Pandemic further reveals exploitation of U.S. college athletes

There simply is no ethical justification for colleges calling athletes back to campus while telling other students to stay home

Ken ReedA group of U.S. college football players (#WeAreUnited) have presented a set of demands to Pac-12 athletic conference administrators. The demands vary from COVID-19-based health and safety concerns to economic and racial justice issues.

Big Ten football players, through a group called College Athlete Unity, followed with a similar list of demands.

It’s clear to everyone – including the players – that United States college athletic conferences, and individual universities, have prioritized getting football revenue over athlete safety, despite what some coaches, athletic directors and presidents are saying.

And the way they want to get that revenue is on the backs of their unpaid athletes, whom they apparently view more as assets than humans.

Colleges and universities across the U.S. have called athletes back to campuses, campuses that otherwise are like ghost towns because there aren’t any other students around. Many schools have decided that classes will only take place online this fall. Nevertheless, these schools are announcing fall football schedules for the students on their teams.

There simply is no ethical justification for colleges calling athletes back to campus while telling other students to stay home because it’s not safe to be on campus.

It’s simply a case of money taking precedence over student welfare. More than a dozen football teams around the U.S. have already seen COVID-19 outbreaks significant enough that they’ve had to shut down all workouts. And that’s before formal football practices have even started.

As Dan Wolken wrote in USA Today, “The 2020 college football season will happen to whatever extent it possibly can because athletics departments need the money, and they’re placing that burden on the backs of unpaid amateurs who are taking on all the risk to their health and inconvenience to their lives without any added incentive to do so.”

When it comes to whether to play sports during a raging pandemic, pro athletes have the incentive of big salaries and a union to make sure the safety protocols are as good as they can be.
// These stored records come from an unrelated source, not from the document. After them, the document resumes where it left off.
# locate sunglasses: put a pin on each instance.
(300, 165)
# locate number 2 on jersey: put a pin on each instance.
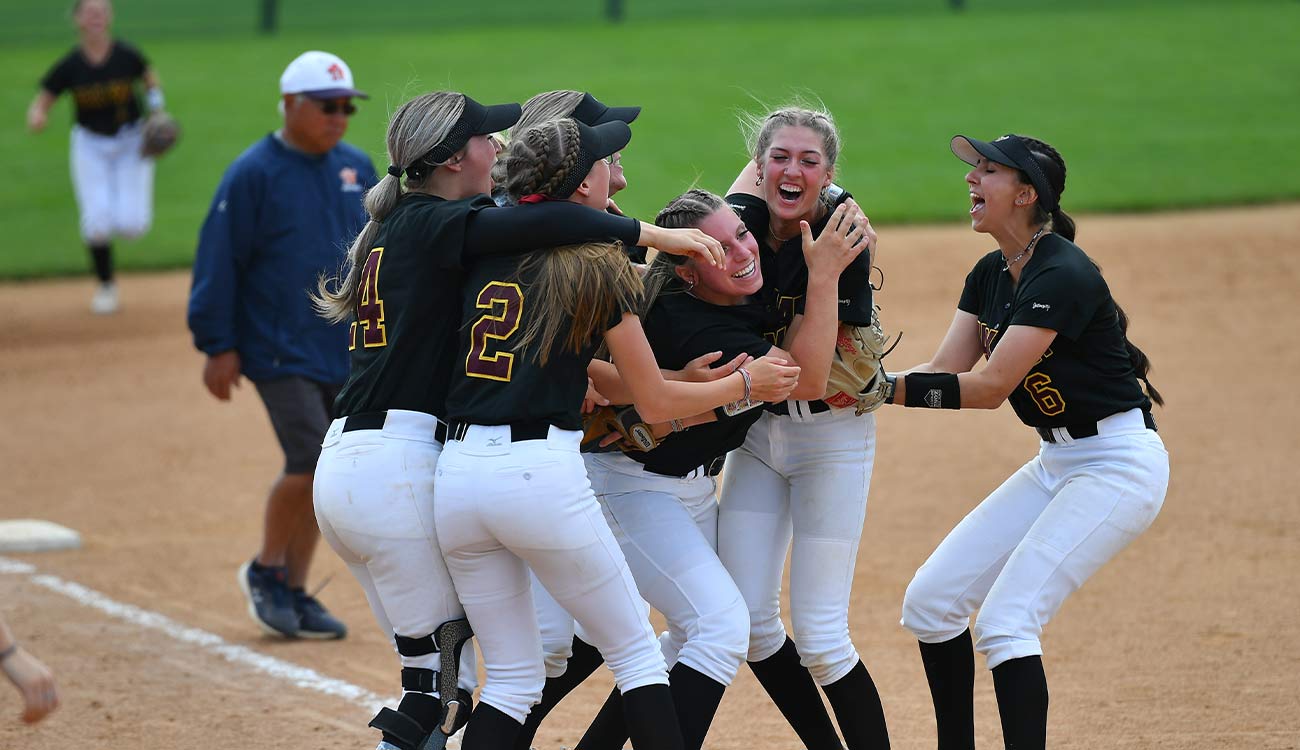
(369, 307)
(505, 304)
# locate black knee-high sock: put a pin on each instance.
(651, 719)
(696, 698)
(489, 729)
(584, 660)
(609, 731)
(102, 254)
(858, 710)
(1022, 702)
(791, 686)
(950, 672)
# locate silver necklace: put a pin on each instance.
(1026, 251)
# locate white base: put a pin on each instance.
(35, 536)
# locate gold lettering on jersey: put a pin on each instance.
(785, 312)
(1048, 399)
(987, 336)
(369, 307)
(505, 304)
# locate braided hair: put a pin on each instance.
(1053, 167)
(683, 212)
(540, 159)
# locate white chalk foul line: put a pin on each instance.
(290, 672)
(278, 668)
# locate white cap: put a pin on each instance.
(320, 76)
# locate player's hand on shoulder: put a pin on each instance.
(687, 242)
(846, 234)
(220, 373)
(771, 378)
(702, 368)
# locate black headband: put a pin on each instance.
(475, 120)
(1025, 160)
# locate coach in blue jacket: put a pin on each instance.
(284, 213)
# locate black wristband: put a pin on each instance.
(934, 390)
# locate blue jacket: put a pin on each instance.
(280, 219)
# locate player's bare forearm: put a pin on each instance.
(811, 342)
(607, 381)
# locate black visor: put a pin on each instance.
(1009, 151)
(590, 111)
(475, 120)
(596, 143)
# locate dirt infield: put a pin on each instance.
(1190, 638)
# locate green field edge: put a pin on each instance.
(143, 268)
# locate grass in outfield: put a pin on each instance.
(1152, 107)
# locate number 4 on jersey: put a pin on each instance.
(369, 307)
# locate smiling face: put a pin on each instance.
(999, 196)
(794, 170)
(310, 128)
(741, 276)
(92, 17)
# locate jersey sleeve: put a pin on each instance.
(137, 63)
(518, 229)
(1060, 299)
(226, 243)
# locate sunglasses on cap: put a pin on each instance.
(347, 108)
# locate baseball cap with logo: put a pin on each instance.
(320, 76)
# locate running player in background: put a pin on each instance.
(1041, 315)
(402, 287)
(511, 489)
(662, 504)
(112, 180)
(805, 468)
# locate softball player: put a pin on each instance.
(1041, 315)
(112, 180)
(511, 488)
(805, 467)
(373, 485)
(662, 504)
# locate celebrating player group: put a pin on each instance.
(547, 430)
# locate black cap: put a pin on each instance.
(475, 120)
(590, 111)
(594, 143)
(1009, 151)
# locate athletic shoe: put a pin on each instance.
(269, 601)
(315, 620)
(105, 299)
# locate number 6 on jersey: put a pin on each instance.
(505, 304)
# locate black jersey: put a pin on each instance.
(680, 328)
(1086, 375)
(785, 274)
(403, 341)
(105, 95)
(493, 384)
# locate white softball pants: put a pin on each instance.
(113, 183)
(668, 530)
(502, 508)
(800, 477)
(1039, 537)
(373, 498)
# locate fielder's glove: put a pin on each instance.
(161, 131)
(625, 421)
(857, 371)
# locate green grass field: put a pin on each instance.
(1153, 107)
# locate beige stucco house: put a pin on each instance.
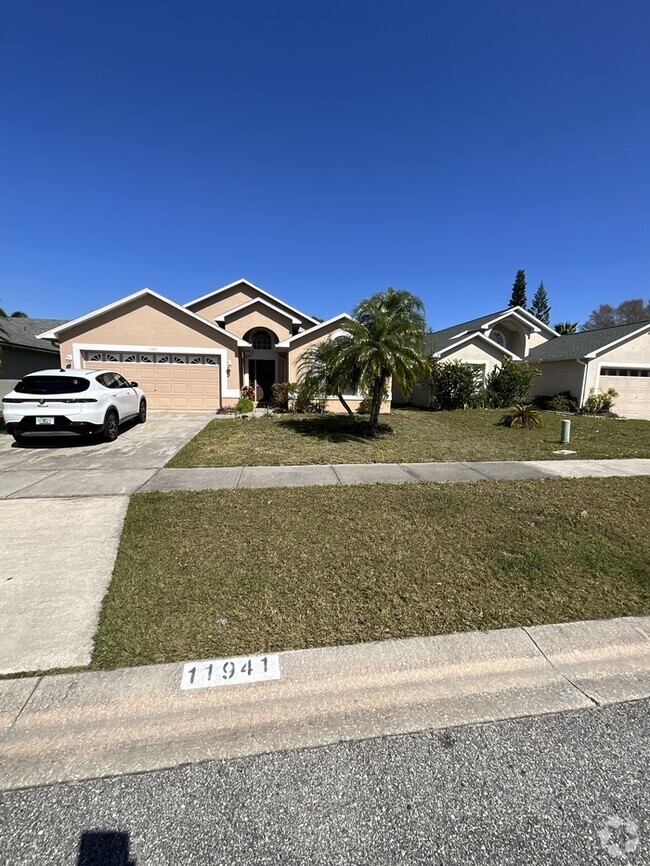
(617, 357)
(199, 355)
(483, 343)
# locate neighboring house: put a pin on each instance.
(197, 356)
(483, 343)
(22, 351)
(617, 357)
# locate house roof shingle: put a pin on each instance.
(580, 345)
(439, 340)
(18, 331)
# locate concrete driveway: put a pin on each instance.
(62, 507)
(74, 466)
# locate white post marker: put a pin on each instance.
(230, 672)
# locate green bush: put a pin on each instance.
(307, 399)
(282, 393)
(244, 404)
(600, 403)
(510, 383)
(562, 402)
(522, 415)
(453, 384)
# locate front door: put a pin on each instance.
(263, 374)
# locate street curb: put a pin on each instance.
(86, 725)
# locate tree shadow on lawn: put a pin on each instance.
(335, 428)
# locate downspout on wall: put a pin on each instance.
(585, 365)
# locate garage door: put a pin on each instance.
(633, 386)
(170, 381)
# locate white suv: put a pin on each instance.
(72, 401)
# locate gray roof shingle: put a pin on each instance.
(573, 346)
(22, 332)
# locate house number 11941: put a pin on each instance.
(232, 671)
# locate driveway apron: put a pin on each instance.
(62, 507)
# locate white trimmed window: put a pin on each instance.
(262, 340)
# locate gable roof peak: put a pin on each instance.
(215, 292)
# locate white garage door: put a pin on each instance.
(170, 381)
(633, 386)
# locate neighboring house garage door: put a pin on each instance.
(633, 386)
(170, 381)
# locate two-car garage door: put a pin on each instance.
(169, 380)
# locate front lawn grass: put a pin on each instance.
(418, 436)
(210, 574)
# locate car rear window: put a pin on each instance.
(52, 385)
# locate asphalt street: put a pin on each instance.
(568, 789)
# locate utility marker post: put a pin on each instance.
(566, 433)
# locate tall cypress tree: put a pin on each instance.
(540, 306)
(518, 297)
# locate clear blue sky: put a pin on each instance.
(325, 150)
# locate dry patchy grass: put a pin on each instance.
(417, 437)
(298, 568)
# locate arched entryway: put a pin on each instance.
(262, 362)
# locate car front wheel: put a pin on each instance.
(111, 426)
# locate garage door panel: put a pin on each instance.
(166, 386)
(633, 394)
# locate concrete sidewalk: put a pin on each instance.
(386, 473)
(87, 725)
(84, 481)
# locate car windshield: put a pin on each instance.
(52, 385)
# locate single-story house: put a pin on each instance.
(22, 351)
(198, 355)
(483, 343)
(617, 357)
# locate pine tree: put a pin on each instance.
(565, 328)
(540, 307)
(518, 297)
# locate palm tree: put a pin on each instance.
(566, 328)
(384, 340)
(321, 374)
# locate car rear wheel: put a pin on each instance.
(111, 426)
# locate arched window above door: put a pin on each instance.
(262, 340)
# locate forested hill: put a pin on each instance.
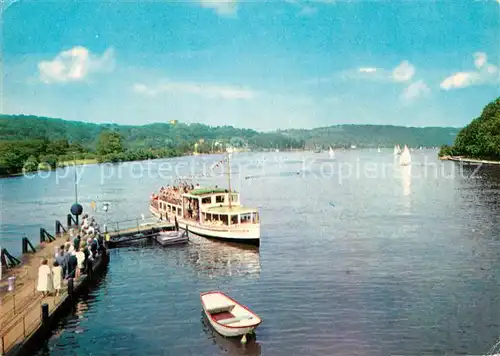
(375, 135)
(481, 138)
(169, 135)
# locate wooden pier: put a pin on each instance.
(121, 233)
(25, 315)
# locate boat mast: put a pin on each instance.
(229, 176)
(76, 180)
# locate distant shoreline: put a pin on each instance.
(469, 160)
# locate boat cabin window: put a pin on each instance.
(246, 218)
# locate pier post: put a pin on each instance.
(42, 235)
(71, 289)
(45, 315)
(25, 245)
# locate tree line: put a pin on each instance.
(481, 138)
(30, 142)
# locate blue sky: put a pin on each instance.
(261, 65)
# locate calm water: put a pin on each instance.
(380, 261)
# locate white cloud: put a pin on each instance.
(221, 7)
(486, 73)
(480, 59)
(307, 11)
(415, 90)
(212, 91)
(75, 65)
(367, 70)
(404, 72)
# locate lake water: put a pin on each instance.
(357, 257)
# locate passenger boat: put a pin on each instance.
(209, 212)
(227, 316)
(172, 237)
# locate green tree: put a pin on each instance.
(110, 143)
(481, 138)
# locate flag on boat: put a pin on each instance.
(218, 164)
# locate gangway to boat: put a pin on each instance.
(126, 231)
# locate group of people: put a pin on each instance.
(173, 194)
(71, 259)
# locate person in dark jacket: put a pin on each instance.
(65, 262)
(60, 259)
(93, 248)
(72, 265)
(76, 242)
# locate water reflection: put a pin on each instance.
(231, 346)
(215, 259)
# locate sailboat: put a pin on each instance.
(405, 158)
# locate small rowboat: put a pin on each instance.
(227, 316)
(166, 238)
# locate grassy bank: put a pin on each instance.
(78, 162)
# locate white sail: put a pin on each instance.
(405, 158)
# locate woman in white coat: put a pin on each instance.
(44, 278)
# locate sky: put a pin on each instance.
(263, 65)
College athletes don’t have salaries and they don’t have a union to fight for them.

College athletes are getting a scholarship, you say?

Yes, but is a scholarship sufficient compensation for risking contracting a serious virus?

A college scholarship is certainly valuable but it’s a far cry from the fair market value of big-time college football and basketball players.

According to a study led by Drexel University professor and athletic administration concentration program director Ellen Staurowsky, the fair market value over four years for a football player in one of the Power Five conferences, along with independents University of Notre Dame and Brigham Young University, is approximately $1.35 million. The fair market value over four years for a men’s basketball player at a Power Five or Big East school is approximately $2.2 million.

Given that a four-year full-ride scholarship can range from approximately $100,000 to $250,000, what we’re talking about here is the very definition of economic exploitation.

Remember, the vast majority of U.S. college athletes never make a dime as professional athletes. Their careers are over once their college eligibility runs out. As such, their true market value as an athlete will never be higher than it is in college.

In the meantime, there are troubling reports – that the school denies – that several Washington State University football players have been cut for being part of the #WeAreUnited movement. If true, it’s yet another example of colleges seeing athletes as nothing more than assets that can be easily discarded if they don’t play along with the National Collegiate Athletic Association (NCAA) amateurism game.

The #WeAreUnited athletes won’t get all their demands met, certainly not by this fall. But this collective movement might lead to a better situation for college athletes in the future. In the name of justice, we can only hope so.

As recently deceased U.S. congressman and civil rights leader John Lewis said, “We must put away our willingness to profit from the exploitation of others.”

Ken Reed is sports policy director for League of Fans (leagueoffans.org), a sports reform project. He is the author of The Sports Reformers, Ego vs. Soul in Sports, and How We Can Save Sports.